Empecé a impartir formación de forma esporádica en 1999 gracias a un amigo que tiene una empresa y me ofreció probar dando unos cursos para unos clientes. Me gustó la experiencia, y se me dio bien. En 2000 impartí muchas más horas, y pronto me di cuenta de que mi futuro laboral estaba en la formación. Se puede decir que descubrí mi vocación.

A principios de 2001 decidí registrarme como autónomo y empecé a colaborar con varias empresas distintas, lo cual pienso que me ha permitido acumular experiencia más rápidamente que de cualquier otra forma, al haber tenido que lidiar desde entonces con empresas, grupos de alumnos y materias bastante heterogéneas.

En total son ya tres años casi exclusivamente (en lo laboral) dedicado a la impartición de cursos. Y, especialmente en una rama tan nueva y cambiante como la informática, no suele ser muy buena idea hacer planes a largo plazo, pero sí tengo claro que me gustaría seguir en la situación que estoy ahora, impartiendo formación como profesional independiente.

De todos modos supongo que mi caso es una mezcla complicada. Cualquiera que conozca un poco del mundo de la formación en informática para empresas sabe que es un terreno pantanoso. Cualquiera que sepa algo de lo que implica trabajar por cuenta propia en informática sabe que también son arenas movedizas. Así que hay que desarrollar unos buenos pies de plomo cuando se juntas ambas cosas.

Por ello, después de algunas experiencias desagradables, intento trabajar sólo con gente seria y profesional, ya que yo por mi parte ofrezco seriedad y profesionalidad... aunque por supuesto sin perder la sonrisa.

Unas palabras sobre el estado de esta profesión. Creo que la formación en informática, sobre todo en materias de cierta complejidad como programación, diseño de aplicaciones, sistemas, etc., es una actividad con más futuro que presente. Me da la sensación de que todavía no es lo suficientemente entendida y valorada. En los tiempos locos que corren, con miles de tecnologías, lenguajes, estándares, técnicas, etc. por todos lados, es imprescindible una formación de calidad.

Y aquí es donde intervenimos los formadores, estos seres peculiares que trabajamos captando la información relevante, dándole sentido con una buena organización, y transmitiéndola de la mejor forma posible a quienes en último término son responsables de que los proyectos salgan adelante y las cosas funcionen, ya sean programadores, analistas, técnicos de sistemas, jefes de proyecto, etc.
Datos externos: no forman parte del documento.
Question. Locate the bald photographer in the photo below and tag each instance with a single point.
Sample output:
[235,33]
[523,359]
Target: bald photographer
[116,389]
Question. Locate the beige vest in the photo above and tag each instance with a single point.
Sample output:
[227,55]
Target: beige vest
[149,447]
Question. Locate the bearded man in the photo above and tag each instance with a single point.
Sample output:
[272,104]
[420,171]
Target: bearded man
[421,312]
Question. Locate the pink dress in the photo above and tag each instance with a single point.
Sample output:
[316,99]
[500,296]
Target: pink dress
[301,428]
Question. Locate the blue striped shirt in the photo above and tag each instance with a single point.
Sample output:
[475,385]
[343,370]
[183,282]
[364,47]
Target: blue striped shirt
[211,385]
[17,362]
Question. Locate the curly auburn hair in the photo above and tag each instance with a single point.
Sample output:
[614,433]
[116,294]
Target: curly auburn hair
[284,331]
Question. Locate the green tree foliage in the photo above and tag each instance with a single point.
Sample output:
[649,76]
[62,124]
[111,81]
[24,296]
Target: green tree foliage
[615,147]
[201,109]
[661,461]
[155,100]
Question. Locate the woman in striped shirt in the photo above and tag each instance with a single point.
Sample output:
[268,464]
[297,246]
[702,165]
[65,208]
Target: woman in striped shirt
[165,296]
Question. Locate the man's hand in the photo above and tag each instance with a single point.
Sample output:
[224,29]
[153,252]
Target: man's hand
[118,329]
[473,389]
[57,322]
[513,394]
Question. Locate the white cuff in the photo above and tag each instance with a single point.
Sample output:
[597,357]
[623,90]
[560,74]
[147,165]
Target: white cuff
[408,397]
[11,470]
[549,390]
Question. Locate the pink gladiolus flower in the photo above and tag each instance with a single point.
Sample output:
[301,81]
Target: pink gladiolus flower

En estos años he llegado a la conclusión de que un buen formador debe tener dos características principales: ser un buen pedagogo (saber explicar bien las cosas, resolver dudas, etc.) y saber tratar y conducir adecuadamente a un grupo de alumnos. Es evidente que para enseñar algo también hay que conocer muy bien ese algo, pero opino que es mejor formador alguien que sepa explicarse bien y tenga tacto para tratar a un grupo de personas (aunque no sea un experto en la materia que imparte) que alguien que sabe mucho de determinada materia pero no tiene capacidad para transmitirlo bien y para saber resolver las dificultades humanas que toda acción formativa conlleva.

Espero no haberte aburrido con mis andanzas y opiniones varias...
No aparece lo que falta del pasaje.